Un processus de création sous le signe de la liberté
J'ai la liberté de décider de mon orientation. Ensuite, nous avons un système de dégustation collégiale avec Alain Ducasse, mais aussi le chef Christophe Saintagne, au terme duquel les recettes sont validées.
De manière générale, mes propositions ont connu peu de vetos. En me choisissant comme chef cocktail, Alain Ducasse connaissait mes goûts – proches des siens : un palais porté sur l’acidité et l’amertume, avec des aspérités.
Généralement, cela se tient à Combat. Nous y faisons un tasting avec le chef où je fais goûter, le plus souvent, beaucoup plus de recettes que ce que le menu requiert, et nous trouvons ensemble le fil conducteur. On valide, on rectifie. J’ai aussi besoin de l’avis de quelqu’un d’autre, car je créais toute seule, donc je fais goûter aussi à Raphaël dans un second temps, puis à Alain Ducasse pour terminer.

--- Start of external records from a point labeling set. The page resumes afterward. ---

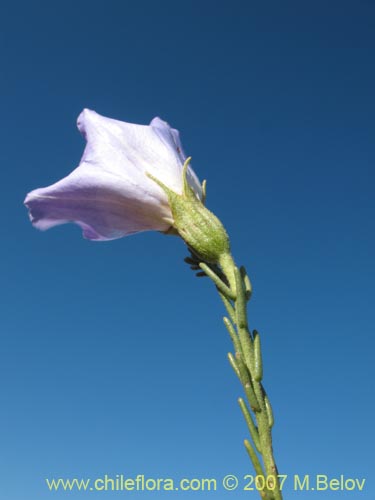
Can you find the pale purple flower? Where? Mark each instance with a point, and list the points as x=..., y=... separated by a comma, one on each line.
x=109, y=194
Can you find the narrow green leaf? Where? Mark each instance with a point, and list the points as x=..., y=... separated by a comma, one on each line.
x=250, y=423
x=218, y=282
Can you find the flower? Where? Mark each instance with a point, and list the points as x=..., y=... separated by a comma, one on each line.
x=110, y=194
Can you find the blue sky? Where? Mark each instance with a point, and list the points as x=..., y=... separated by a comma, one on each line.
x=113, y=356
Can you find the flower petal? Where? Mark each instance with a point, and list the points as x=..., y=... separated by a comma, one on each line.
x=109, y=194
x=171, y=137
x=103, y=206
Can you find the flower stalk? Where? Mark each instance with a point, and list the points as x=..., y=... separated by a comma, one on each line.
x=234, y=287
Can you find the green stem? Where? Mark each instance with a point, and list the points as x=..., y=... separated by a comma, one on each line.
x=247, y=364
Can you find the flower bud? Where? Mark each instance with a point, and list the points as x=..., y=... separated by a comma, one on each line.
x=201, y=230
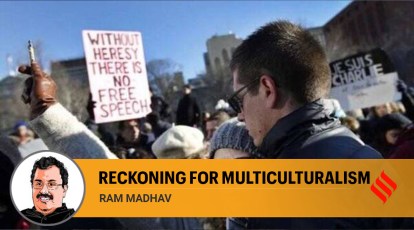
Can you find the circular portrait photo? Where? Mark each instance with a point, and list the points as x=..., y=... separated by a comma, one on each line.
x=47, y=188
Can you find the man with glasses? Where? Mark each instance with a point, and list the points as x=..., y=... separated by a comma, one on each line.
x=49, y=180
x=281, y=77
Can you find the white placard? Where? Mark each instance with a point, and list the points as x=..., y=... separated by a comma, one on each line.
x=117, y=74
x=364, y=80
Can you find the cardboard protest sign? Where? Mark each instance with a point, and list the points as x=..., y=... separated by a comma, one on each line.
x=117, y=74
x=364, y=80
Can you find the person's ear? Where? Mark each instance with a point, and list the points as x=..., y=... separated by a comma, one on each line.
x=269, y=91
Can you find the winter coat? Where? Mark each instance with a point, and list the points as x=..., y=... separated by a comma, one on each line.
x=311, y=132
x=188, y=112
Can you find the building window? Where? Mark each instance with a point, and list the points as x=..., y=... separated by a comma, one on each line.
x=217, y=63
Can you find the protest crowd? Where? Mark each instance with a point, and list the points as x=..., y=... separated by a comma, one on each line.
x=280, y=109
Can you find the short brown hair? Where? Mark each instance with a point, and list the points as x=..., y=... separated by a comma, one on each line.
x=290, y=55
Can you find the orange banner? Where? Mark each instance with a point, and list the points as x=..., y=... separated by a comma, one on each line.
x=247, y=188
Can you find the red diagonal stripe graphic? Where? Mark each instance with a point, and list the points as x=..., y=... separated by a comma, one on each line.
x=378, y=193
x=383, y=187
x=388, y=180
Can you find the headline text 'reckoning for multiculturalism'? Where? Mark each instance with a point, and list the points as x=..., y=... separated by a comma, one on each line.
x=234, y=177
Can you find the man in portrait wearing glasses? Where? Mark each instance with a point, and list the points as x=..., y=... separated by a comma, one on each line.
x=49, y=180
x=281, y=77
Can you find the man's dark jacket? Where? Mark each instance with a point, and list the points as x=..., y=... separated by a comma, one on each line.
x=311, y=132
x=188, y=112
x=57, y=216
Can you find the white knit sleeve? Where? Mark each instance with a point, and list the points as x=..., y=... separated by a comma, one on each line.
x=63, y=133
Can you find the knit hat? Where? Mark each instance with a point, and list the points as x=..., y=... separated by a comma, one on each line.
x=19, y=124
x=179, y=142
x=232, y=134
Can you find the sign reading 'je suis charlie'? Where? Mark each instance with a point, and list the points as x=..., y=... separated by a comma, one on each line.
x=364, y=80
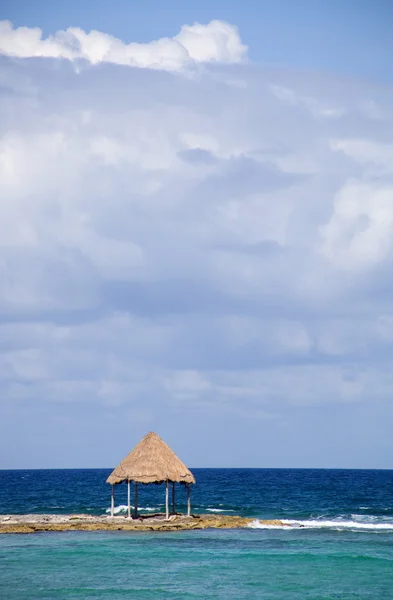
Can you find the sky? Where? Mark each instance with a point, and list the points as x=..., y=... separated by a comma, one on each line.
x=196, y=232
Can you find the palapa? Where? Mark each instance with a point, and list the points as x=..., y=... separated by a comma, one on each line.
x=151, y=461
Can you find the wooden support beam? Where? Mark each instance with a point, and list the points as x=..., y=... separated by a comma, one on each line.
x=136, y=501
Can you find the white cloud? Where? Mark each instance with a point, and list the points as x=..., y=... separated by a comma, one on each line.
x=169, y=243
x=215, y=42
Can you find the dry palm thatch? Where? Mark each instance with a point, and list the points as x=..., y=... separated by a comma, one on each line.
x=151, y=461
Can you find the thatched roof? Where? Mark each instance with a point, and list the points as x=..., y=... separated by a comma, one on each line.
x=151, y=461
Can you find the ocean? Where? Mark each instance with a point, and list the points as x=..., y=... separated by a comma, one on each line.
x=339, y=545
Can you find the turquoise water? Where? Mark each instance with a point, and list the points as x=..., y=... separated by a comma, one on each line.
x=232, y=564
x=339, y=544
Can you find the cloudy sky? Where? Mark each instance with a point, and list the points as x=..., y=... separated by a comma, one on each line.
x=196, y=232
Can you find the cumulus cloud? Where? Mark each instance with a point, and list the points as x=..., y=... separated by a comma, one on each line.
x=191, y=254
x=215, y=42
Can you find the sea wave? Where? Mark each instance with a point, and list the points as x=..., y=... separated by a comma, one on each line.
x=337, y=524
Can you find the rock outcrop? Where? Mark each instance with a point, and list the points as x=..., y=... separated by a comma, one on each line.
x=35, y=523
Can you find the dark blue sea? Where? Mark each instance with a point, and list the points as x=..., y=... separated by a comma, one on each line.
x=339, y=544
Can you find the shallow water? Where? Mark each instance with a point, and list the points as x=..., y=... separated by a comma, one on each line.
x=238, y=564
x=339, y=546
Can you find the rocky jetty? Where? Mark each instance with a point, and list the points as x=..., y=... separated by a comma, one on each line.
x=35, y=523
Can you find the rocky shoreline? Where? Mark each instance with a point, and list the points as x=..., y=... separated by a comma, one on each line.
x=35, y=523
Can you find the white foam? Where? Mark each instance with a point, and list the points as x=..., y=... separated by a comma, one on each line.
x=258, y=525
x=337, y=524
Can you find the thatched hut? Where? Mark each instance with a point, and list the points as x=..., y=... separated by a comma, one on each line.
x=151, y=461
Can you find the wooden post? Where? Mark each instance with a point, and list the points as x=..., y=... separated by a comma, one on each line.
x=188, y=501
x=136, y=501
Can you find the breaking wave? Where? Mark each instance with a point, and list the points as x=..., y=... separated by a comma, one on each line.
x=356, y=523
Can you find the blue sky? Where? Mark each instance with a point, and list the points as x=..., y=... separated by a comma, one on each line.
x=196, y=233
x=351, y=37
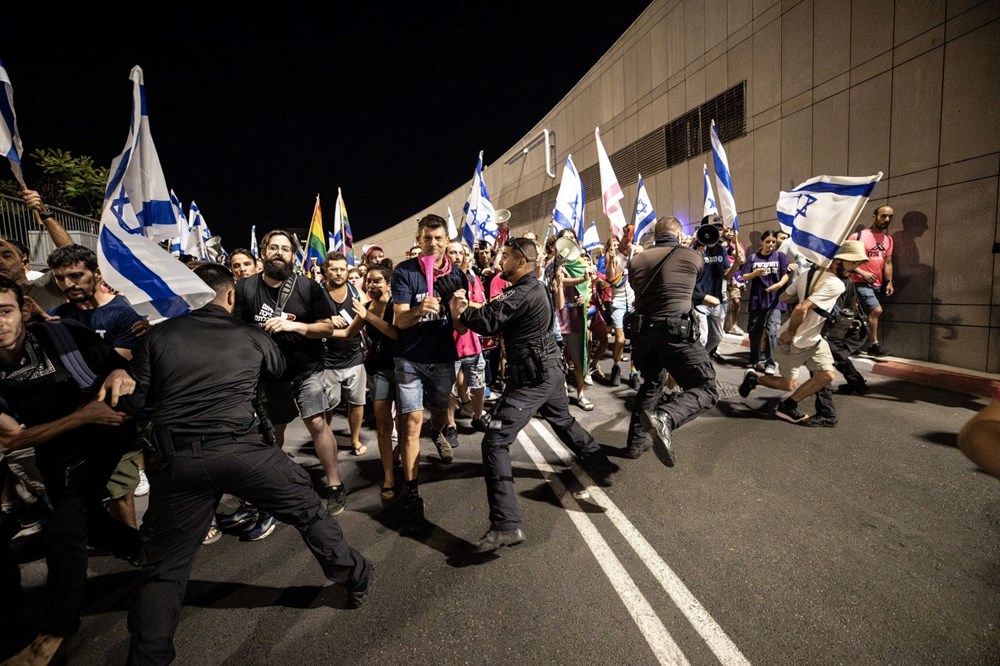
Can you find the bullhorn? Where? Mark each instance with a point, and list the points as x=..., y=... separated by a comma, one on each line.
x=567, y=249
x=707, y=235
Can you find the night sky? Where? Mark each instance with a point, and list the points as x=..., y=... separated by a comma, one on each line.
x=254, y=113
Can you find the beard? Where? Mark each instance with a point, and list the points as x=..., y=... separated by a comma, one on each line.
x=277, y=269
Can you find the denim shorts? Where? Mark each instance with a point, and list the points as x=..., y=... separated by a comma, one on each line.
x=474, y=368
x=868, y=295
x=414, y=379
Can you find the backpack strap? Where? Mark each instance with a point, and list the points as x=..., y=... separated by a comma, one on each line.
x=69, y=353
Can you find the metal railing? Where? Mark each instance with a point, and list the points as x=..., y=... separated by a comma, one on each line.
x=17, y=223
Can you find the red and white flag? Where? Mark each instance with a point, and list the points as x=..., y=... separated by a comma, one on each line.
x=612, y=192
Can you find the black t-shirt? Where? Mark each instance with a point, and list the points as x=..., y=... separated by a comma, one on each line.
x=341, y=354
x=430, y=340
x=256, y=303
x=40, y=389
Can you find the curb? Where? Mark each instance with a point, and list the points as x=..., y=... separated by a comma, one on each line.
x=917, y=372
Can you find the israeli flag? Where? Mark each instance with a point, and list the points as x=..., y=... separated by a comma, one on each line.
x=478, y=209
x=157, y=285
x=820, y=213
x=724, y=181
x=568, y=211
x=645, y=216
x=10, y=141
x=197, y=234
x=710, y=208
x=591, y=239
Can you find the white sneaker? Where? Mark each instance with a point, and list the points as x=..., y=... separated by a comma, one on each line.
x=143, y=487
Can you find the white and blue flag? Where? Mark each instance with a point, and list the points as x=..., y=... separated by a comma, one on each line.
x=568, y=211
x=591, y=239
x=724, y=182
x=480, y=215
x=157, y=285
x=711, y=209
x=10, y=141
x=645, y=216
x=820, y=213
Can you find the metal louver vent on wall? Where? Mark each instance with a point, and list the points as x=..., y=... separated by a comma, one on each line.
x=682, y=139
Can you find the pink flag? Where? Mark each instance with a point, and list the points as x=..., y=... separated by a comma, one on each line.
x=610, y=188
x=428, y=264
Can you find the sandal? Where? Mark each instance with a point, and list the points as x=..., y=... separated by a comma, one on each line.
x=214, y=534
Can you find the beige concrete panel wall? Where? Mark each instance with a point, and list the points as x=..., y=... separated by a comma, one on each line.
x=916, y=112
x=796, y=50
x=831, y=39
x=871, y=29
x=869, y=126
x=971, y=91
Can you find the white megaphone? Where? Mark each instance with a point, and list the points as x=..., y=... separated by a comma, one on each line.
x=567, y=249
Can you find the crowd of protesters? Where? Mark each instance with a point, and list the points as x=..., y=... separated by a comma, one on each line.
x=379, y=340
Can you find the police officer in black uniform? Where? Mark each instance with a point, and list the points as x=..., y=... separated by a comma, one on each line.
x=664, y=338
x=201, y=373
x=535, y=382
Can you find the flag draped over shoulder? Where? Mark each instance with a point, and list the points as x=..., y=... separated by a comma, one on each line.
x=156, y=284
x=10, y=141
x=710, y=207
x=568, y=211
x=316, y=245
x=480, y=215
x=820, y=213
x=645, y=216
x=724, y=181
x=611, y=191
x=591, y=239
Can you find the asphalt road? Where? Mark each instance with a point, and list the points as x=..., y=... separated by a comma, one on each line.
x=770, y=543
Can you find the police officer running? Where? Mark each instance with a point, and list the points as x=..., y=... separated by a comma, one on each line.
x=207, y=442
x=536, y=378
x=664, y=338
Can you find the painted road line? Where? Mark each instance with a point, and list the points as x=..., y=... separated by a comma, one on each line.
x=660, y=641
x=703, y=622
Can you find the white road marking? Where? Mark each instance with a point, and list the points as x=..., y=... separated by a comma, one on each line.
x=659, y=639
x=706, y=626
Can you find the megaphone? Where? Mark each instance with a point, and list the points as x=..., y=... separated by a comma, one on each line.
x=707, y=235
x=567, y=249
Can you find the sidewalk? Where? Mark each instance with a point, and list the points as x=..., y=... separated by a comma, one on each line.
x=918, y=372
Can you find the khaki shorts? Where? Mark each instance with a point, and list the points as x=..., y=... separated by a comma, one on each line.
x=791, y=358
x=125, y=478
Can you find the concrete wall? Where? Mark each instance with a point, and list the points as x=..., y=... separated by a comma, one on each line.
x=840, y=87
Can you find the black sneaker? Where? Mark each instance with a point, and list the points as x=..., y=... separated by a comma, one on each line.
x=336, y=500
x=496, y=539
x=657, y=425
x=443, y=444
x=600, y=469
x=788, y=411
x=878, y=350
x=749, y=383
x=357, y=592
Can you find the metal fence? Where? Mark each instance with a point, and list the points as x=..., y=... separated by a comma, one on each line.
x=17, y=223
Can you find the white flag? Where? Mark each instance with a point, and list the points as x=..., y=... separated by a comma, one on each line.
x=156, y=284
x=820, y=213
x=611, y=191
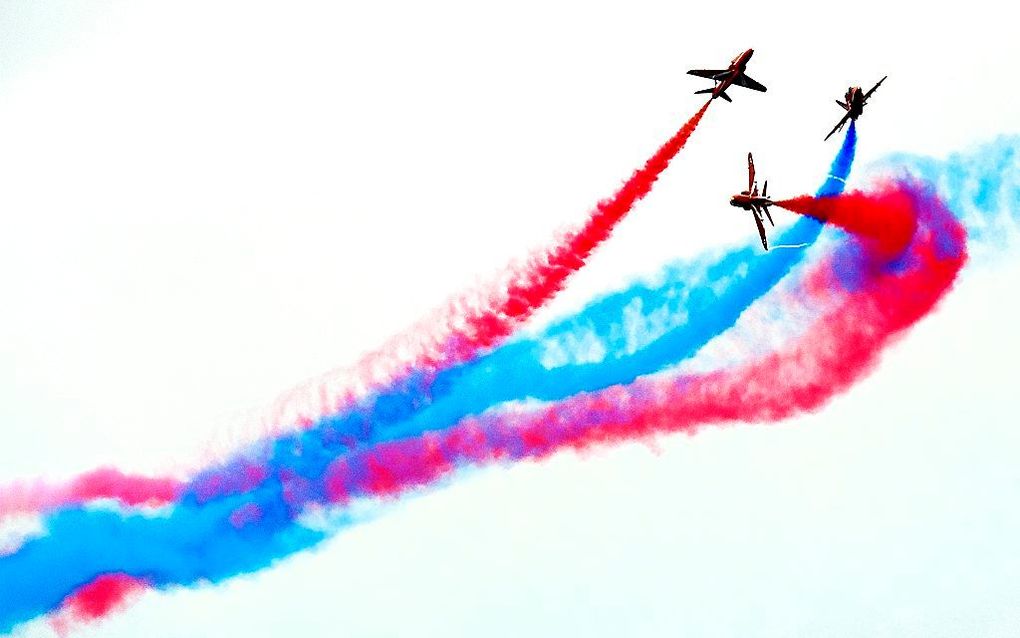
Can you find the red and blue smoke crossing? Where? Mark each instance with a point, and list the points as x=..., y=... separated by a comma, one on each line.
x=474, y=394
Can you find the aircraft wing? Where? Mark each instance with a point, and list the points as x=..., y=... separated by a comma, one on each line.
x=868, y=94
x=761, y=230
x=748, y=83
x=708, y=72
x=838, y=126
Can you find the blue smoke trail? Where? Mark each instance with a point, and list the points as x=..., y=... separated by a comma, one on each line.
x=197, y=541
x=981, y=187
x=731, y=285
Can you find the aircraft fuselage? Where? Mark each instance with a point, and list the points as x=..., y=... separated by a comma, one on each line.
x=736, y=68
x=748, y=201
x=855, y=100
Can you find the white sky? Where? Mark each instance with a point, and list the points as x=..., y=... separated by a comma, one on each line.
x=203, y=203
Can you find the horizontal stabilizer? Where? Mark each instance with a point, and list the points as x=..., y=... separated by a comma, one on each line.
x=710, y=74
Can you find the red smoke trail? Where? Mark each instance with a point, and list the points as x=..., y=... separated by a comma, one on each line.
x=838, y=349
x=479, y=320
x=103, y=483
x=890, y=231
x=448, y=336
x=96, y=599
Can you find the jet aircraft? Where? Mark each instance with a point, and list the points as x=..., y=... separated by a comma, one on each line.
x=725, y=78
x=856, y=99
x=752, y=201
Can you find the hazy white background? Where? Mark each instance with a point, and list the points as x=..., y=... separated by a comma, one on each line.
x=203, y=203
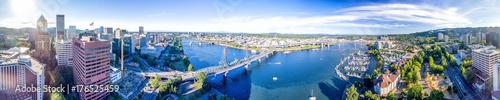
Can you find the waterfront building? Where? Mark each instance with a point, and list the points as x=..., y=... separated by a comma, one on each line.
x=64, y=53
x=440, y=36
x=115, y=74
x=24, y=72
x=468, y=39
x=452, y=48
x=483, y=60
x=446, y=38
x=105, y=36
x=108, y=30
x=71, y=32
x=128, y=43
x=479, y=37
x=91, y=65
x=383, y=44
x=386, y=82
x=144, y=41
x=60, y=28
x=141, y=30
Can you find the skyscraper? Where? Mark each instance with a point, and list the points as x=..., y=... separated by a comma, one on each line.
x=64, y=53
x=141, y=30
x=91, y=65
x=483, y=60
x=440, y=35
x=60, y=27
x=41, y=24
x=25, y=72
x=71, y=32
x=479, y=37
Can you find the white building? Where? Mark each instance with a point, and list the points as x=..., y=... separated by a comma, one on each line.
x=25, y=72
x=483, y=60
x=64, y=54
x=386, y=82
x=71, y=32
x=115, y=74
x=496, y=84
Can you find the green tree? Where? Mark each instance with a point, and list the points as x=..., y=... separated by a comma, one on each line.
x=351, y=93
x=436, y=95
x=415, y=92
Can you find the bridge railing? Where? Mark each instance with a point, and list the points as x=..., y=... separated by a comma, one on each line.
x=214, y=69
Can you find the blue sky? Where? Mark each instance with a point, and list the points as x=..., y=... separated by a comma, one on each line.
x=258, y=16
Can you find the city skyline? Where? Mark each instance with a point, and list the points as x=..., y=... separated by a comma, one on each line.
x=261, y=16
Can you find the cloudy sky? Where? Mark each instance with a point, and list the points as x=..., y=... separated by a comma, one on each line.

Sortie des Signatures dans les établissements d’Alain Ducasse
C’était un peu l’objectif numéro un de la signature avec Alain Ducasse : la sortie des Signatures, c’est-à-dire un menu de cocktails disponible dans toutes les adresses d’Alain Ducasse. Tout a été pensé pour proposer une mixologie très pointue qui puisse être servie tant par la sommellerie que le service.
Il y aura de la clear ice dans tous les restaurants, ainsi que de la verrerie à cocktail. Cela commencera par tous les établissements du groupe en Ile-de-France. Alain Ducasse expliquait que si nous "signions" ensemble, il fallait que cela soit suivi d’effet, avec une offre concrète, et non pas un simple artifice de communication.